Regions still owes $3.5 billion in TARP money.
Sandler O'Neill & Partners analyst Kevin Fitzsimmons noted Tuesday that Regions' management had sounded much more somber in its third-quarter earnings call after an upbeat second quarter.
Fitzsimmons writes in a note that the "re-acceleration" of nonperforming loans last quarter was "disappointing," and attributed to "a deliberate decision to increasingly scrutinize the guarantor support on CRE loans."
However, Regions was upbeat regarding its asset disposition, Fitzsimmons writes. In the third quarter, the bank sold or transferred to held-for-sale roughly $1 billion of troubled assets.
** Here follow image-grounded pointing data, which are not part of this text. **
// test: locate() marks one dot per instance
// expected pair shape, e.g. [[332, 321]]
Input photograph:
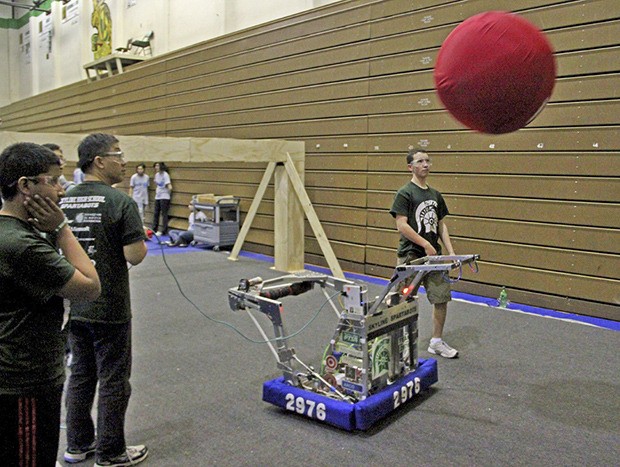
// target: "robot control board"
[[370, 365]]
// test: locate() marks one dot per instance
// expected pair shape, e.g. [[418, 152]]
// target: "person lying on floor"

Regions' management is still scheduled to present Tuesday afternoon at the Bank of America Merrill Lynch Financial Services Conference.
Until a new risk officer is found, Wells' prior responsibilities will be split between Barb Godin, Regions' head of credit operations and John Haley, head of Risk Analytics.
Godin will assume leadership of the bank's divisions including problem asset management, credit risk and business services credit, Regions said. Haley will also be responsible for regulatory affairs, enterprise risk, market risk, operational risk and compliance risk, it said.
Godin and Haley will report to Chief Financial Officer David Turner until a successor to Wells is named.
Regions shares were falling 4.6% to $5.92 shortly after the market opened.